“There an estimated one billion homeless people in the world”, states the opening of the film Kicking It, a 2008 documentary by Susan Koch and Jeff Werner. The film documents the 4th Annual Homeless World Cup, massive football (soccer) event that takes place in Cape Town, South Africa. Teams from all over the globe are selected from participating shelters and support programs that use sports as a way to get homeless people off drugs and feeling better about themselves and their lives.
The film follows 6 players from different countries: Damien, 23, Ireland – Alex, 29, Kenya – Jesus, 62, Spain – Craig, 19, USA – Slava, 27, Russia, and Najib, 23, Afghanistan. Each person has a different story to tell regarding how they came to be homeless, shattering many stereotypes.

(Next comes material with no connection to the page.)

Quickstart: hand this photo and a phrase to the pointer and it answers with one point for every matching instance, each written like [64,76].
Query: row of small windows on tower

Yes, there are some pasts that have drug and alcohol problems, but there are also stories of childhood abandonment and being driven out of your home in a war torn country. Even though the ages and histories of the players are so different, they’re all there for similar reasons. Each of them wants to be a better person and create a brighter future for himself. Each has something to prove to himself as well as their fellow citizens.
The Russian team is determined to win to draw attention to the homeless situation in their country. Apparently the issue there is so taboo that it is never discussed, even on a political level, and there is no one to help the homeless improve their lives. The Kenyan team wants to prove that they’re good enough players to compete, as there had never been a Kenyan team in the actual World Cup. Alex comes from a village that is so poor that they don’t even have a pitch where kids could clean to properly play soccer – until the community comes together to build one with Alex leading the way.
The most important aspects of the Homeless World Cup are rebuilding confidence and community amongst a group that is constantly made to feel lowly and that there’s no place they belong. As Mel Young, co-founder of the HWC says, “Homeless people generally have low self esteem and feel isolated. When they’re on a team they start to build. When they come to the world cup, they can stand proud.” He believes football can solve major world problems. Since the whole world plays soccer, perhaps playing together can create a better world.
By the end of the HWC, over 2/3 of its participants have improved their lives for the better, by getting off drugs, getting jobs or finding a better housing situation. Kicking It emphasizes the importance of play in order to be a happy and healthy person. Even those players that weren’t selected for the HWC still felt better just playing the game. It also focuses on how the social aspect of games and team sports can elevate humanity, whether it’s one person’s self esteem or the outlook of an entire nation.